Introduction

In this chapter, we introduce the components of the transmission electron microscope. After a brief review of the history of the electron and the electron microscope, we will consider a cross-section of a real microscope (JEOL 120CX) and identify the various stages and components inside the column. We will discuss peripheral support systems (vacuum, compressed air, water cooling, etc.) without which the microscope could not possibly function. Then we focus our attention on the general properties of round magnetic lenses and discuss basic charged particle dynamics in magnetic fields. We will illustrate the behavior of electrons in a magnetic field by means of simplified paraxial trajectory simulations, and introduce the concept of cardinal elements of a lens.
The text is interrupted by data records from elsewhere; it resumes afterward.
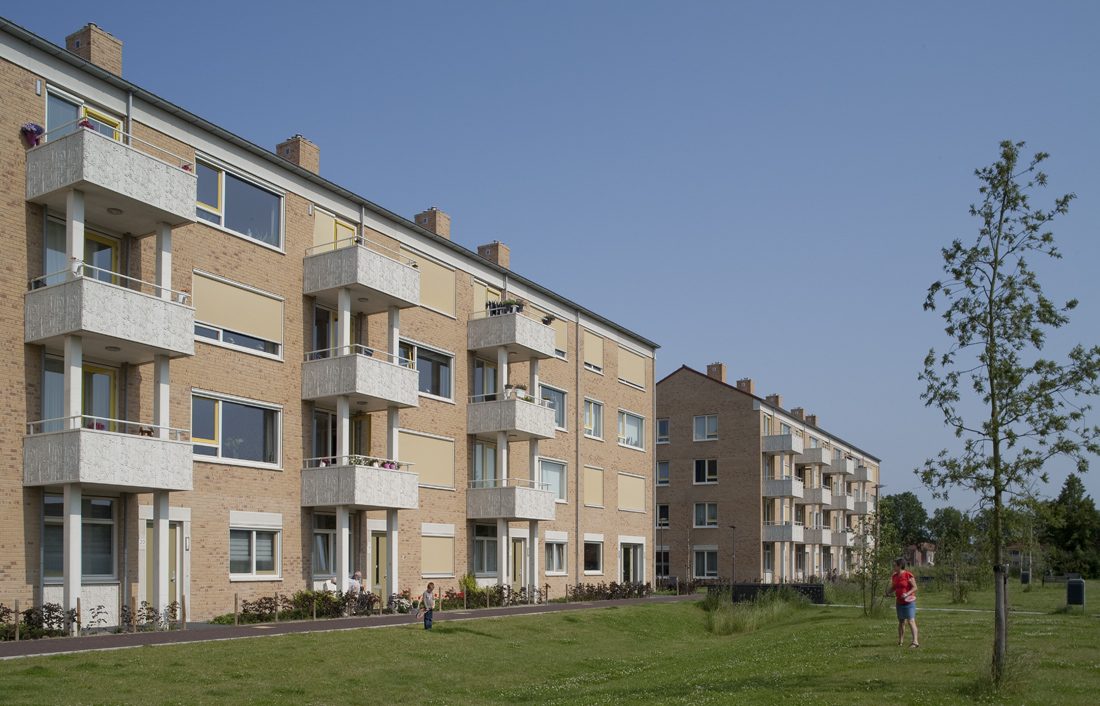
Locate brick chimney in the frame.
[413,206,451,240]
[65,23,122,76]
[275,135,321,174]
[477,239,512,268]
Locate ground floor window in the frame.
[474,525,497,576]
[42,495,118,580]
[229,529,282,578]
[584,542,604,573]
[546,542,565,574]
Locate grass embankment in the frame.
[0,592,1100,706]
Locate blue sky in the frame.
[3,1,1100,508]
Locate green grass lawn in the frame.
[0,591,1100,705]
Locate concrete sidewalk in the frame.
[0,595,703,660]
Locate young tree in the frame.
[917,142,1100,683]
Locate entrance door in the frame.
[145,520,184,605]
[371,532,389,603]
[512,539,527,586]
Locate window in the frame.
[694,549,718,578]
[539,385,565,430]
[229,529,282,578]
[539,459,565,503]
[42,495,117,581]
[695,503,718,527]
[474,525,496,576]
[619,409,646,450]
[191,272,286,356]
[656,549,669,578]
[546,542,565,575]
[584,542,604,574]
[195,161,283,247]
[191,394,281,465]
[695,459,718,485]
[399,341,454,399]
[692,415,718,441]
[584,399,604,439]
[657,461,669,485]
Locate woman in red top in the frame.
[887,559,921,648]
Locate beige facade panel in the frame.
[618,346,646,387]
[191,273,283,343]
[618,473,646,512]
[584,466,604,507]
[420,537,454,576]
[583,330,604,369]
[398,431,454,488]
[402,247,454,317]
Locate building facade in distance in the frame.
[0,20,657,624]
[656,363,879,583]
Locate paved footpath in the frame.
[0,595,702,660]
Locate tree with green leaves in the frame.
[917,141,1100,684]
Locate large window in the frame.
[695,503,718,527]
[42,495,117,581]
[546,542,565,575]
[619,409,646,450]
[191,394,279,465]
[584,399,604,439]
[695,459,718,485]
[539,385,565,430]
[692,415,718,441]
[474,525,496,576]
[539,459,565,503]
[584,542,604,574]
[694,549,718,578]
[195,162,283,247]
[229,528,282,578]
[400,341,454,399]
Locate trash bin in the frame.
[1066,578,1085,608]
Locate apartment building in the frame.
[0,20,657,624]
[655,363,880,583]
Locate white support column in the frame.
[153,490,169,613]
[153,355,171,439]
[62,335,84,429]
[496,518,512,586]
[62,483,84,631]
[527,520,542,603]
[156,223,172,299]
[336,505,351,593]
[384,509,400,599]
[65,189,84,274]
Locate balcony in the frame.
[23,416,193,493]
[763,434,802,456]
[466,307,556,363]
[828,493,856,512]
[822,457,856,475]
[794,446,833,466]
[763,478,804,498]
[26,121,197,230]
[466,395,556,441]
[802,487,833,506]
[303,236,420,313]
[466,478,557,521]
[761,521,804,544]
[301,345,420,411]
[301,455,420,510]
[23,264,195,363]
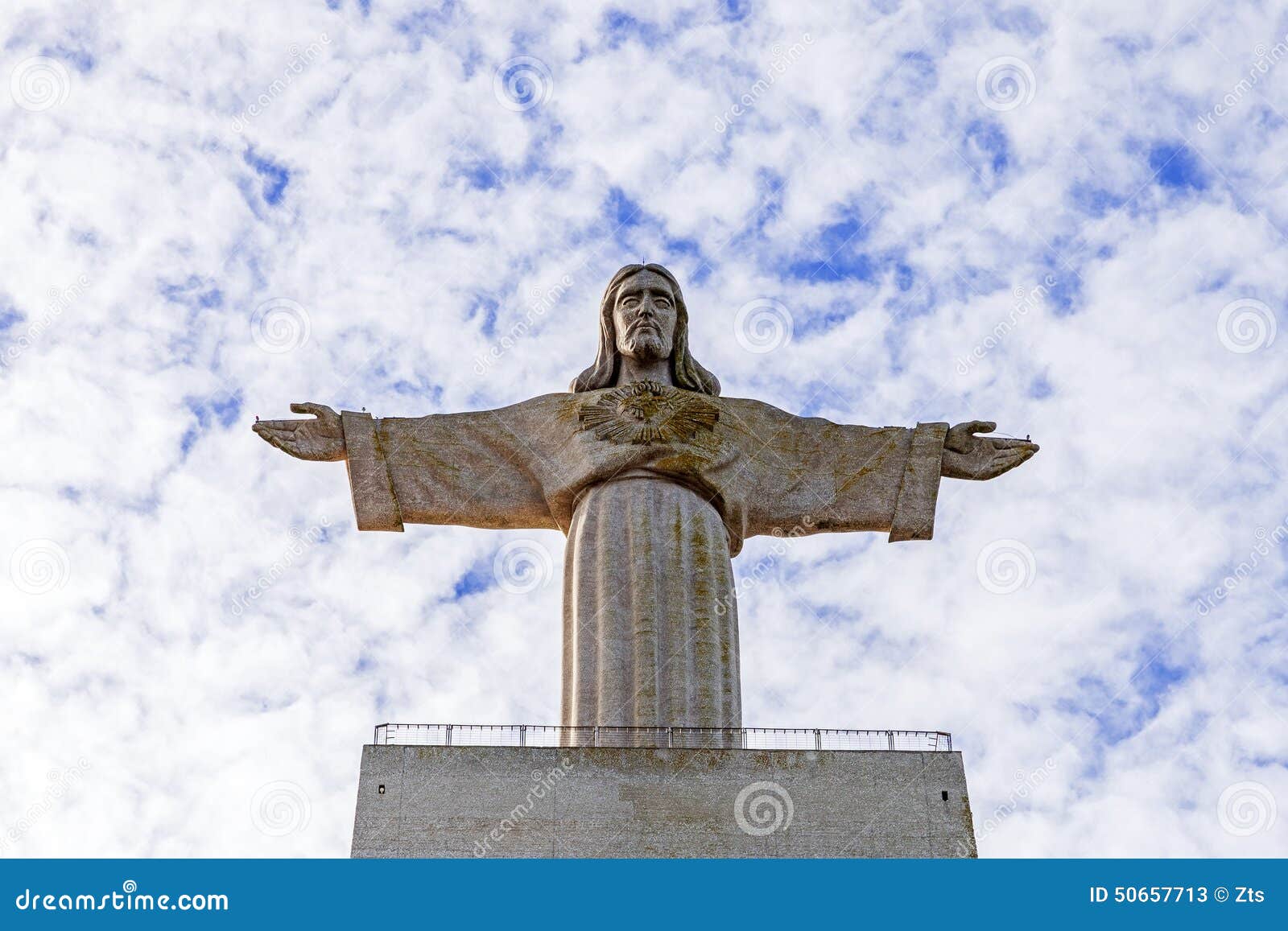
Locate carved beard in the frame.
[622,327,670,362]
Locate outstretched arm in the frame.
[939,420,1038,480]
[251,403,345,462]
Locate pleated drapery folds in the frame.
[563,474,742,727]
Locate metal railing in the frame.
[375,723,953,751]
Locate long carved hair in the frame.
[568,262,720,394]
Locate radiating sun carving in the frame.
[577,381,720,443]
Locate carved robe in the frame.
[343,381,948,727]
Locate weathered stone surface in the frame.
[353,746,975,858]
[255,266,1037,727]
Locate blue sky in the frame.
[0,0,1288,856]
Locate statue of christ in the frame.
[255,264,1038,727]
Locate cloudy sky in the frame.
[0,0,1288,856]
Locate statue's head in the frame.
[569,262,720,394]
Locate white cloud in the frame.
[0,2,1288,856]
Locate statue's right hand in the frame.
[251,404,344,462]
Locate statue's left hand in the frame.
[253,404,345,462]
[939,420,1038,480]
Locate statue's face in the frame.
[613,270,676,362]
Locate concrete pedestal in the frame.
[353,746,976,858]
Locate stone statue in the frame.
[254,264,1038,727]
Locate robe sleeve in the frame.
[341,404,558,530]
[738,406,948,542]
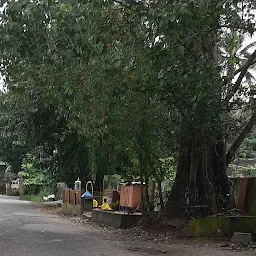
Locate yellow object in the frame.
[101,203,111,211]
[93,199,98,208]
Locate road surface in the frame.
[0,195,140,256]
[0,195,256,256]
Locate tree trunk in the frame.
[165,135,230,217]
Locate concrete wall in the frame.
[230,177,256,216]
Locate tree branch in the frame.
[234,60,256,75]
[225,50,256,103]
[113,0,148,10]
[226,111,256,167]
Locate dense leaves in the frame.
[0,0,256,214]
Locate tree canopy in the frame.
[0,0,256,215]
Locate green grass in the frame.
[20,191,49,203]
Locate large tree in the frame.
[0,0,256,214]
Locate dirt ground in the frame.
[41,206,256,256]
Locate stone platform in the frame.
[91,209,142,229]
[185,216,256,236]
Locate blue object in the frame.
[81,190,93,198]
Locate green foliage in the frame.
[0,0,254,212]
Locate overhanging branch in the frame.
[225,50,256,103]
[234,60,256,75]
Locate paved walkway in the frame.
[0,196,140,256]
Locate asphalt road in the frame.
[0,195,140,256]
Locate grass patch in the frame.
[20,191,49,203]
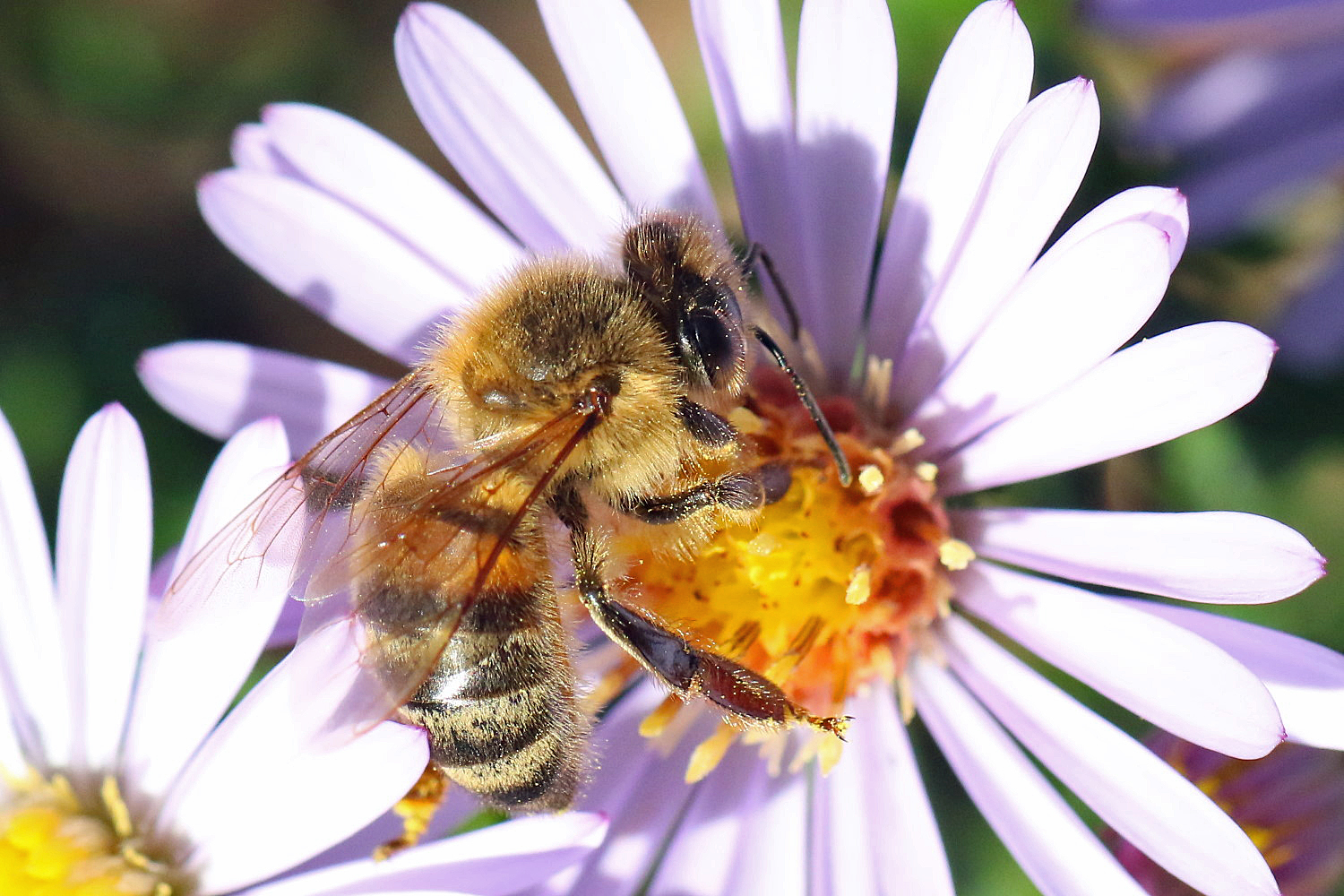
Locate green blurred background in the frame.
[0,0,1344,896]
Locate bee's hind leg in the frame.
[553,487,849,737]
[374,762,448,861]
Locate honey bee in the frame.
[159,213,849,845]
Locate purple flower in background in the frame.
[1082,0,1344,374]
[1112,732,1344,896]
[142,0,1344,896]
[0,406,604,896]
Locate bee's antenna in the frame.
[742,243,803,342]
[752,326,854,485]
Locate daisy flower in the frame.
[1081,0,1344,374]
[0,406,604,896]
[1109,732,1344,896]
[131,0,1344,896]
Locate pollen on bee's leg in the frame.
[938,538,976,573]
[685,723,742,785]
[374,763,448,861]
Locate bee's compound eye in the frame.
[683,309,742,383]
[481,388,519,411]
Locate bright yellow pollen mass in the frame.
[0,775,172,896]
[631,396,957,780]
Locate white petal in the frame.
[873,0,1034,360]
[198,168,470,363]
[159,626,429,896]
[910,657,1144,896]
[814,688,954,896]
[0,688,22,779]
[56,404,152,769]
[263,103,523,293]
[691,0,817,340]
[941,321,1274,495]
[123,420,289,796]
[228,122,285,175]
[0,414,72,766]
[538,0,719,224]
[650,748,785,896]
[954,562,1284,759]
[397,3,628,251]
[892,78,1101,407]
[954,508,1325,603]
[1131,600,1344,750]
[136,341,392,452]
[247,812,607,896]
[1050,186,1190,270]
[524,685,694,896]
[720,756,812,896]
[797,0,897,379]
[943,616,1279,896]
[906,220,1171,454]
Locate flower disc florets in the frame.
[0,772,185,896]
[610,371,969,777]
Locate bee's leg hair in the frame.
[676,395,738,447]
[374,762,448,861]
[553,475,847,737]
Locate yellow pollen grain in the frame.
[887,427,925,457]
[685,724,741,785]
[938,538,976,573]
[859,463,887,497]
[99,775,132,839]
[844,564,873,606]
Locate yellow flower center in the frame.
[610,367,972,780]
[0,774,175,896]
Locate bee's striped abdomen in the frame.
[402,582,588,812]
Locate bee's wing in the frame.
[155,372,448,638]
[317,409,591,734]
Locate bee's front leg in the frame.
[616,463,793,525]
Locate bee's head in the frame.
[623,213,747,392]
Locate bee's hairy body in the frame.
[357,215,833,812]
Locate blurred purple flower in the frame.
[0,406,605,896]
[1110,732,1344,896]
[142,0,1344,896]
[1082,0,1344,374]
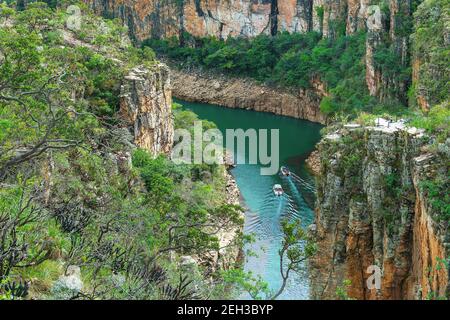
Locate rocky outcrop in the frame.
[172,69,326,123]
[85,0,376,41]
[310,123,450,299]
[120,64,174,155]
[411,0,450,111]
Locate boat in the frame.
[280,166,291,177]
[273,184,284,197]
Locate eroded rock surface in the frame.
[120,64,174,155]
[310,121,450,299]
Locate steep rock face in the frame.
[311,125,450,299]
[84,0,376,41]
[120,64,174,155]
[172,69,326,123]
[411,0,450,111]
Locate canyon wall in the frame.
[411,0,450,111]
[120,64,174,155]
[310,123,450,299]
[84,0,370,41]
[171,68,326,123]
[85,0,420,103]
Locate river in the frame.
[176,101,322,299]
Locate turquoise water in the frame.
[177,101,322,299]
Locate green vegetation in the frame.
[0,3,250,299]
[143,32,379,114]
[420,174,450,221]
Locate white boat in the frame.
[272,184,284,197]
[280,166,291,177]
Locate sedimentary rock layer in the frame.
[311,125,450,299]
[120,64,174,155]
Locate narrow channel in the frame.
[176,100,322,299]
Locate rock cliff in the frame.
[120,64,174,155]
[85,0,370,41]
[311,124,450,299]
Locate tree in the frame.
[271,220,316,300]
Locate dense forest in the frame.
[0,0,450,300]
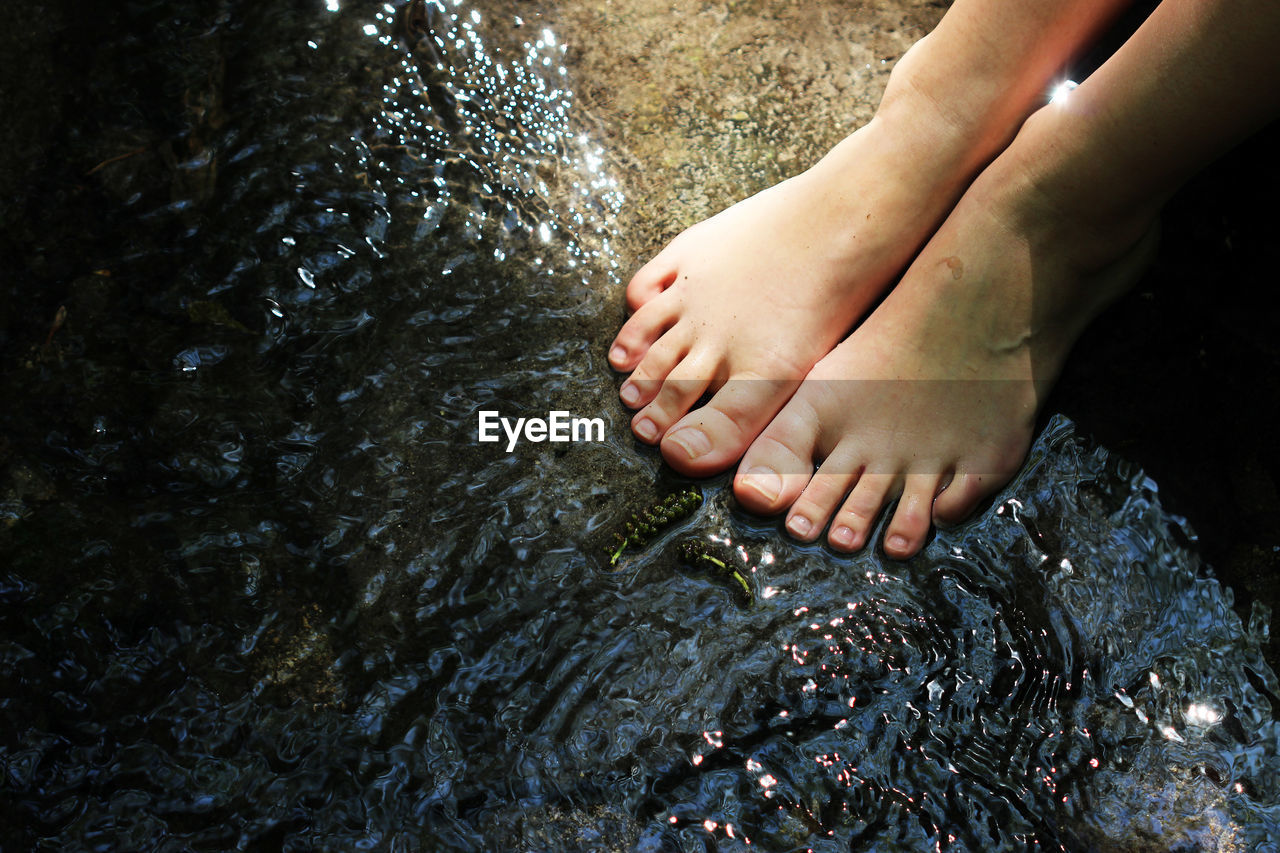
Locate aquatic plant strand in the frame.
[677,539,755,602]
[605,485,703,566]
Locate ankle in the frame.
[993,108,1164,272]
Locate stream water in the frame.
[0,0,1280,852]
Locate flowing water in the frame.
[0,0,1280,850]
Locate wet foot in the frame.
[733,111,1156,558]
[609,42,1020,476]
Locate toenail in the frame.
[742,466,782,503]
[787,515,813,539]
[667,427,712,459]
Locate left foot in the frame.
[733,106,1156,558]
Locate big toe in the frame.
[662,378,800,473]
[733,401,817,515]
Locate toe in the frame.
[884,474,942,560]
[933,473,995,524]
[609,292,680,373]
[662,378,798,476]
[631,355,716,443]
[627,257,676,311]
[733,401,817,515]
[827,473,897,551]
[787,448,858,542]
[618,334,689,409]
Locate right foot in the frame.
[609,120,963,475]
[609,57,1014,476]
[609,0,1120,476]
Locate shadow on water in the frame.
[0,0,1280,850]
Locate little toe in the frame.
[884,474,942,560]
[933,473,995,524]
[662,378,798,476]
[627,258,677,311]
[787,448,858,542]
[631,356,716,443]
[733,401,817,515]
[827,471,897,552]
[609,298,680,373]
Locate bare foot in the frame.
[609,34,1049,475]
[733,108,1156,558]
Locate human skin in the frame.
[609,0,1141,475]
[733,0,1280,558]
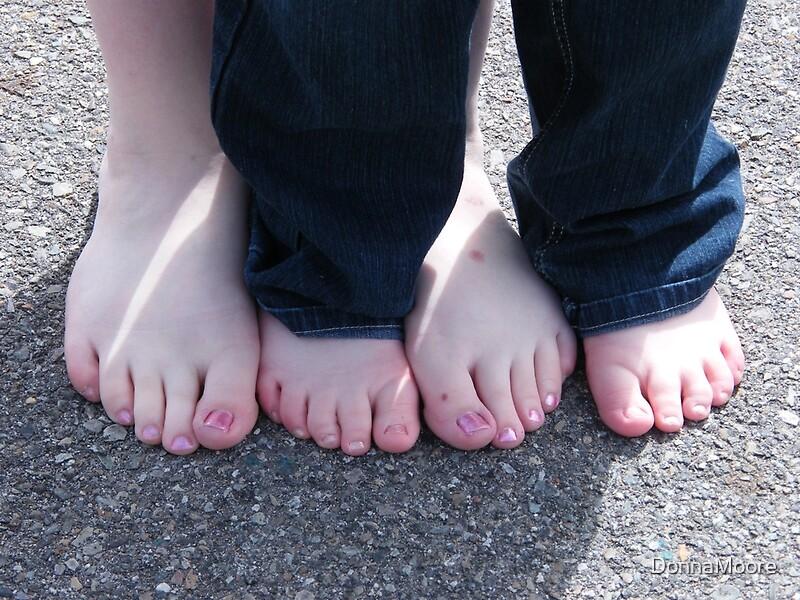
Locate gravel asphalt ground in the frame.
[0,0,800,600]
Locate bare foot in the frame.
[257,311,420,456]
[583,290,744,437]
[65,146,259,454]
[406,157,576,450]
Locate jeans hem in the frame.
[258,302,404,341]
[564,268,722,337]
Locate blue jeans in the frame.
[212,0,744,339]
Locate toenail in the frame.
[383,425,408,435]
[142,425,161,441]
[544,394,559,410]
[117,409,133,426]
[497,427,517,442]
[203,410,233,433]
[347,442,366,452]
[320,433,339,448]
[172,435,194,452]
[528,408,544,426]
[456,413,489,435]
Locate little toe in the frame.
[372,376,421,452]
[422,363,497,450]
[64,339,101,404]
[511,358,544,431]
[587,363,655,437]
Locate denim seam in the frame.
[295,325,400,336]
[522,0,575,172]
[580,290,709,332]
[522,0,575,284]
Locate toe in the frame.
[64,338,101,404]
[535,345,564,413]
[511,358,544,431]
[256,369,281,424]
[280,385,310,440]
[556,327,578,382]
[681,371,713,421]
[307,396,342,450]
[414,361,497,450]
[336,393,372,456]
[133,375,166,445]
[587,362,654,437]
[192,358,258,450]
[645,372,683,432]
[475,360,525,448]
[100,364,136,426]
[705,355,736,406]
[720,336,745,386]
[161,378,199,455]
[372,375,420,452]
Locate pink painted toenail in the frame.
[383,425,408,435]
[320,433,339,448]
[172,436,194,452]
[528,408,544,426]
[117,409,133,425]
[142,425,161,442]
[456,413,489,435]
[544,394,559,410]
[497,427,517,442]
[203,410,233,433]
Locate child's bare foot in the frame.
[65,149,259,454]
[257,311,420,456]
[406,157,576,450]
[583,290,744,437]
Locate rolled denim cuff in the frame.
[563,268,722,337]
[259,302,403,340]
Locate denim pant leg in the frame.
[508,0,744,336]
[211,0,478,339]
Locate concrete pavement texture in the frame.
[0,0,800,600]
Then we will consider deviations from the paraxial behavior and introduce various lens aberrations of importance in electron microscopy. We conclude the section on magnetic lenses with a brief overview of multipole lenses, used as deflectors and correctors.

The electron gun is next, and we will introduce the basic gun types and their operational parameters, along with a discussion of beam properties (current, brightness, coherence, etc.). In the remainder of the chapter, we break the microscope column down into four regions: the illumination system, the goniometer stage and objective lens, the imaging stage, and the detector stage. For each stage, we will describe the common components, why they are present, and how the microscope operator can affect their behavior. In particular, we will relate the geometry of the goniometer stage to reciprocal space and Bragg's Law. We will conclude this chapter with a brief review of electron detection systems.